With tomorrow's release of the Consumer Price Index by the U.S. Bureau of Labor Statistics and next week's FOMC meeting many analysts, experts and market participants are extremely concerned that the current inflationary pressures will not subside. More so, they believe that the tools available to the Federal Reserve will not control inflation by raising interest rates to reduce demand.
Federal Reserve members have acknowledged the shortcomings of the tools available to them to have a real impact on inflationary pressures. Simply raising interest rates to lower demand will not address the primary underlining issues that have led to inflation at a 40-year high. The primary causes of current inflation are supply chain bottlenecks and excessive fiscal spending by the U.S. federal government.

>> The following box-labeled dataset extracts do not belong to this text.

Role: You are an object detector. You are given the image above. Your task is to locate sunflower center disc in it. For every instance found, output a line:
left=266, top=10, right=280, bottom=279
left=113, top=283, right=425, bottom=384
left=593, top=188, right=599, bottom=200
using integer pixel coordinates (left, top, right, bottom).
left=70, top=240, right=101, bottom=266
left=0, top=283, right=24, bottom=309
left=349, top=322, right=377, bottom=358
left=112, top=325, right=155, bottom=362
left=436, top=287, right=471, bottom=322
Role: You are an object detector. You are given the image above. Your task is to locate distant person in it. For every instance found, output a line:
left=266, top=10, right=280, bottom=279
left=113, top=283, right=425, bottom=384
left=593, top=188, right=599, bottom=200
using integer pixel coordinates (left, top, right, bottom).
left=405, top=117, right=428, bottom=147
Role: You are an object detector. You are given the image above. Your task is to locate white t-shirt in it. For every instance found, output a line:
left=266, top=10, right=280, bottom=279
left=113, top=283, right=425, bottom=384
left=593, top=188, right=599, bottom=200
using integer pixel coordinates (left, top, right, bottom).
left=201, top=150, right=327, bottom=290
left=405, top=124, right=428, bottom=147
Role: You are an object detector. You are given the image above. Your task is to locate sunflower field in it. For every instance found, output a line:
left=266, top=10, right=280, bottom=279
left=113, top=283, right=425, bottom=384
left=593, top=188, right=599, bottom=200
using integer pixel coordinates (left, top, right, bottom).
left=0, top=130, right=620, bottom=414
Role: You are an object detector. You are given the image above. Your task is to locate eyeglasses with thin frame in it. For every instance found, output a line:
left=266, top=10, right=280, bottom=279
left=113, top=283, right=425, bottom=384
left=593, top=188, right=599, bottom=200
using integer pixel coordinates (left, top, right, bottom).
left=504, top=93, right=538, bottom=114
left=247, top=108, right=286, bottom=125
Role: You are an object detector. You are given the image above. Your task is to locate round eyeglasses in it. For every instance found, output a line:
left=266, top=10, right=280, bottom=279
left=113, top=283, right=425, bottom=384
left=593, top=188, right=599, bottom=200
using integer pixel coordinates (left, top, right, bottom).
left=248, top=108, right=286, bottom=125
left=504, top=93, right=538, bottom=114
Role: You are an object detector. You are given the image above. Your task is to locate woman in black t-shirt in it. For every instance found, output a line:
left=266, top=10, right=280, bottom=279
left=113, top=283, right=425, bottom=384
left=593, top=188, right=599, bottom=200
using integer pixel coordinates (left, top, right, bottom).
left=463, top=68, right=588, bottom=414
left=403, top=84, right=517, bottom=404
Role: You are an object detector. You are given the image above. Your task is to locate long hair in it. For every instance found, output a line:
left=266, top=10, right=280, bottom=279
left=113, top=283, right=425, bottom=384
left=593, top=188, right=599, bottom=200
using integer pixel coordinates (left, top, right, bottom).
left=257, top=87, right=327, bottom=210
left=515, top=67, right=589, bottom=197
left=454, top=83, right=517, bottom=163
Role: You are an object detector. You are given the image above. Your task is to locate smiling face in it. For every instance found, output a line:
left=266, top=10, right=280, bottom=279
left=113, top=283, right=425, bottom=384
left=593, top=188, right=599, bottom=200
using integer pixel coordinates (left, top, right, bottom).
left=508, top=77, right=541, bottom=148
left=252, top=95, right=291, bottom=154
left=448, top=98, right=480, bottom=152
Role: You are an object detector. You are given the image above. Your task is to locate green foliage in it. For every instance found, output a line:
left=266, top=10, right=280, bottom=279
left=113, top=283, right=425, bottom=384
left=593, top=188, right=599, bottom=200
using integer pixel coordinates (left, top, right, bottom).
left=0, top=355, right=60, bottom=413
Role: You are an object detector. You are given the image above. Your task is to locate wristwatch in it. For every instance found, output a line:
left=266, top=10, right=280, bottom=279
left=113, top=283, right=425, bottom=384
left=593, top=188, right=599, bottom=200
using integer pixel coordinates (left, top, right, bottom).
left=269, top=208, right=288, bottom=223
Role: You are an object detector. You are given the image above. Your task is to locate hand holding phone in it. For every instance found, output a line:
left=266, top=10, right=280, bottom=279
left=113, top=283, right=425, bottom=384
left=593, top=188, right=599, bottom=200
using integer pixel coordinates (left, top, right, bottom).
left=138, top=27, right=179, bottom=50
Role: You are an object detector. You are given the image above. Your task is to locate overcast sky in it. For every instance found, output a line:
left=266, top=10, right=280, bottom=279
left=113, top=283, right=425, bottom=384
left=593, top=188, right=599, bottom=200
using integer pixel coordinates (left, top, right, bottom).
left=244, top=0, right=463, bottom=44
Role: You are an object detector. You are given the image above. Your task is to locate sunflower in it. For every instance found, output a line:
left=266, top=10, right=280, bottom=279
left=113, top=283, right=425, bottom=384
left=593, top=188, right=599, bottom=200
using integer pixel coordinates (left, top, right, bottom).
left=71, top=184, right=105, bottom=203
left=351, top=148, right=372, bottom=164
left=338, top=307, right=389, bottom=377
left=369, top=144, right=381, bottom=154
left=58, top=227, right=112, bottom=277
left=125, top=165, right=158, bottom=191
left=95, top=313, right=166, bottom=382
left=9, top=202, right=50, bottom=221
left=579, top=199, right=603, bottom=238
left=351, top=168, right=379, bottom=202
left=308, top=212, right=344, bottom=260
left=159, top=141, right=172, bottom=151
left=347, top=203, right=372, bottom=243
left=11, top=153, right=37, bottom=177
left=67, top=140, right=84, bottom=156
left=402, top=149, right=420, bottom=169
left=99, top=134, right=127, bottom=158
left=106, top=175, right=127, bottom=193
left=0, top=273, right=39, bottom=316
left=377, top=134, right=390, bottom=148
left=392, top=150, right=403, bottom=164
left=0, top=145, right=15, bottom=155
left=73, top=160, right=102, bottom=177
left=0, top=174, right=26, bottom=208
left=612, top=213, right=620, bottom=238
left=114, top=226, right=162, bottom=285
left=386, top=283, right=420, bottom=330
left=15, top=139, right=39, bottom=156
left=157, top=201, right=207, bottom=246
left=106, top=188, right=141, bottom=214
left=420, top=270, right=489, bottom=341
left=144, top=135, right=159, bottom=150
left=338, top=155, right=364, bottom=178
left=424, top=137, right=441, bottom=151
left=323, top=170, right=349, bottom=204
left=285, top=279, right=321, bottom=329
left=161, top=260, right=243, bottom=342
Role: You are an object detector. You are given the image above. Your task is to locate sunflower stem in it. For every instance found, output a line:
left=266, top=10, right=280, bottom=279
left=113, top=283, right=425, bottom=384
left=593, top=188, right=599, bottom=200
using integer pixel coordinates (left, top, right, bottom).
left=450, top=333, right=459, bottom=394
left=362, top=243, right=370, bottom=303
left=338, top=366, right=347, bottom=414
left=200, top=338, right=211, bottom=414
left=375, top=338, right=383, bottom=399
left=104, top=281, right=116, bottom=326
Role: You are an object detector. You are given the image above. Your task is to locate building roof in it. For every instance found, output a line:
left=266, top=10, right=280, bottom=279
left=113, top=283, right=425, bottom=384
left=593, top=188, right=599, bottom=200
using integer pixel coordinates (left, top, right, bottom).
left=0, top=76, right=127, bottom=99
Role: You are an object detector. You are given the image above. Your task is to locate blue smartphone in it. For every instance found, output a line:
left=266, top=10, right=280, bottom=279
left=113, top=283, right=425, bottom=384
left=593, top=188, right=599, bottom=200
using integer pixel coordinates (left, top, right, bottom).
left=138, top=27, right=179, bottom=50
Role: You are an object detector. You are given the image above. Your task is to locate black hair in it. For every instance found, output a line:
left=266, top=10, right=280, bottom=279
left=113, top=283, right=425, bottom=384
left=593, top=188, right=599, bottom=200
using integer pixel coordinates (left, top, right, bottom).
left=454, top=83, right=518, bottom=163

A major proponent of this view is Greenlight Capital founder David Einhorn. In a speech at the 2022 all-virtual Sohn Investment Conference Einhorn presented his views in which he warned that inflation would most likely continue to be persistent and hot. He also stated that the actions of the Federal Reserve to lessen consumer demand by raising interest rates will aggravate the situation rather than combat it.
According to Reuters, "David Einhorn said on Thursday that the Federal Reserve is pretending it can tame inflation and that the price of gold is likely to go higher amid the current environment of rising prices."
In his speech, Einhorn said that the "Fed is bluffing and not fighting inflation" as a basic foundation for his belief that gold prices would move higher "amid the current environment of rising prices". The foundation for his assumption was that higher interest rates will also cause the national debt to increase making aggressive rate hikes unsustainable.
"The question is whether there's enough gold to back the currency reserves. The answer is for the price of gold to go higher, perhaps much higher."
The Federal Reserve is expected to announce another half a percent rate hike at next week's FOMC meeting. According to the CME's FedWatch tool, the probability that the Federal Reserve will raise rates by half a percent next week is 95.8% and the probability that this will be followed by another half a percent rate hike at the July FOMC meeting is 78.3%.
Tomorrow's CPI report is forecasted to show a large 0.7% increase, which would be a gain twice as large as April. In May the BLS reported that inflationary pressures decline slightly from 8.5% to 8.3% the first decline in eight months. This would take the CPI index from 8.3% to 8.4% clearly indicating that inflation continues to remain extremely high and persistent.
Gold traders and investors have maintained a wait-and-see attitude recently as they await tomorrow's report and next week's FOMC meeting. If tomorrow's CPI report shows that inflation continues to be persistent and recent action by the Federal Reserve has not stifled it that wait-and-see attitude towards gold could quickly change.
As of 6 PM EDT gold futures basis, the most active August 2022 contract is currently trading at $1850.70 down $5.80.